Paulaner Hefe-weissbier Banana Bread

I love how the banana phenols of a hefeweizen are so prominent despite not having bananas at all in the brewing process. This made me curious as to how a banana bread baked with a hefeweizen would turn out. I Googled a recipe for banana bread with beer, and discovered that either there aren’t many of them around, or that they’re all hidden behind the homebrew recipes for banana bread beer. This recipe from CDKitchen, another recipe sharing sit, piqued my interest. It was simple enough for a flour-flustered wannabe baker like me.
I’m not a very good baker, and I hate working with flour. My experiences outside of baking cookies have been horrendous, and even my cookie experiments have had their fair share of failures. Plus, since I don’t really bake, I don’t have a lot of the standard baking implements available at home – like an oven for instance.
So with those caveats (or better yet, reassurances to myself that if I screw this up, I have a lot of excuses) I started to bake my first banana bread “loaf.” I say loaf because instead of using such a pan, I used my springform cake dish. As for the beer, I went with the Paulaner hefe-weissbier.

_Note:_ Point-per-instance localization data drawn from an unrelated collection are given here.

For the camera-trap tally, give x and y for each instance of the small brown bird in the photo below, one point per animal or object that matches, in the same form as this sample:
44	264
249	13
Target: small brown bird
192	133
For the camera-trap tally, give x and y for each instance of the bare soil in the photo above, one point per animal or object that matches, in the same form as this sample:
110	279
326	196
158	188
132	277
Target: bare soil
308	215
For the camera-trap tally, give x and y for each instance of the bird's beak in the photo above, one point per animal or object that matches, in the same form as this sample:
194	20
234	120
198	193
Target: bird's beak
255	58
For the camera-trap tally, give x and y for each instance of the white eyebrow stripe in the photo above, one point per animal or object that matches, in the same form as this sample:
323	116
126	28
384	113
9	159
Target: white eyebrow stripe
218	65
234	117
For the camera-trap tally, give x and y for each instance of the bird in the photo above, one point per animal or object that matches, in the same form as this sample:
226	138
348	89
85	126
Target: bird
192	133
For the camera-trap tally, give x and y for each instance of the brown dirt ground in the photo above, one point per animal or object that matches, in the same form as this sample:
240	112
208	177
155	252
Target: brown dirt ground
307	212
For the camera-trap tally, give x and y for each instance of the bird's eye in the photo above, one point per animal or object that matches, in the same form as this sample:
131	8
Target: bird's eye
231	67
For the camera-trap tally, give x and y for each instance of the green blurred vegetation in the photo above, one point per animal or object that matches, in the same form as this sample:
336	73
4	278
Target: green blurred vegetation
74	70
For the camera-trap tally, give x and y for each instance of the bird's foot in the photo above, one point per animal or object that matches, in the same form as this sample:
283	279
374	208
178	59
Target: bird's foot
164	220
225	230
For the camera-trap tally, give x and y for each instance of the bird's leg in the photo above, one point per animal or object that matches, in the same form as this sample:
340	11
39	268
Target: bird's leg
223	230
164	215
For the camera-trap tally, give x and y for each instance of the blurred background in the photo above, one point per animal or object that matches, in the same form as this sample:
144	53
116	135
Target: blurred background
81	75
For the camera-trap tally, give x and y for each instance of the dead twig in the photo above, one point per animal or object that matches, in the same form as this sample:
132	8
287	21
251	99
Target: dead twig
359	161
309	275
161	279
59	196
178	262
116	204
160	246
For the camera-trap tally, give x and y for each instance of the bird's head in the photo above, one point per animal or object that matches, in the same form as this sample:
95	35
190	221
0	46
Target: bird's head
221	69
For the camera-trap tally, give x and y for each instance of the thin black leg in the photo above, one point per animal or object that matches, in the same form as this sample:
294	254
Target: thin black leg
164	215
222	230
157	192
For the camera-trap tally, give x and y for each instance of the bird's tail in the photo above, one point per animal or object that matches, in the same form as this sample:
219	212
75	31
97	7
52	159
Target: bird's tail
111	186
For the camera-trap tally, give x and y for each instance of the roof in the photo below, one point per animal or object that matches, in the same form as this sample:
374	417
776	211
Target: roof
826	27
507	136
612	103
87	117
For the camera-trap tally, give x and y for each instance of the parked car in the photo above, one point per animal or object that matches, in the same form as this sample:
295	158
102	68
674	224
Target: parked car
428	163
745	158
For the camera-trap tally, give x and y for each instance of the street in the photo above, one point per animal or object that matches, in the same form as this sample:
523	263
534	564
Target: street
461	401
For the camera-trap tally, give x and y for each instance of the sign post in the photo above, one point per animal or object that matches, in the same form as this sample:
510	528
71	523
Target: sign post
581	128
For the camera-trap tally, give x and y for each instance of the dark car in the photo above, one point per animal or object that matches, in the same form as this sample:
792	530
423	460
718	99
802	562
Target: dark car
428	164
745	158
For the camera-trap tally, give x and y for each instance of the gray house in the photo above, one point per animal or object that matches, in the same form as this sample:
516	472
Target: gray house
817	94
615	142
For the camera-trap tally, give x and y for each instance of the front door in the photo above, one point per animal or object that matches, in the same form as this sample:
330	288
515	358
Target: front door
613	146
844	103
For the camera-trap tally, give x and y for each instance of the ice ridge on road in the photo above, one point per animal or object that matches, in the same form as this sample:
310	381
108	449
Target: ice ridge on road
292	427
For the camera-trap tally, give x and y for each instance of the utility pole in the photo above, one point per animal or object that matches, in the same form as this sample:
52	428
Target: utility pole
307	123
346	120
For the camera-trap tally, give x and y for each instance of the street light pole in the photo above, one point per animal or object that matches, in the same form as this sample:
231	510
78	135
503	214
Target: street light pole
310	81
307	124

Since I have this palpable and wholly realizable fear of baking, I followed this recipe closely, only substituting some crunchy nut muesli for the walnuts. Follow this link for the recipe, because I have Intellectual Property Law to study for. The bread was good to go after 45 minutes, instead of the recommended 55-60. The top also cracked, which is expected when using a turbo broiler. The upside though, is that the bread gets a crunchy, golden crust on top. It also adds a rustic, countryside charm to the bread, I think.

The bread was excellent when served hot, topped with a slather of butter. The next day, I served it cooled to some friends in school who enjoyed it as well. Next time, I’ll try doubling the amount of beer and see if the bread will get more moist, do away with the muesli and use walnuts instead. I don’t know if the beer made much different flavor-wise. I think it did in terms of texture, and maybe even in helping the dough rise. I guess that’s the problem when you pick a beer that already smells and tastes quite close to the key ingredient. One commenter in the recipe page mentioned that they used milk stout for this. If there ever is one available here in the Philippines, I’ll definitely try that variation out.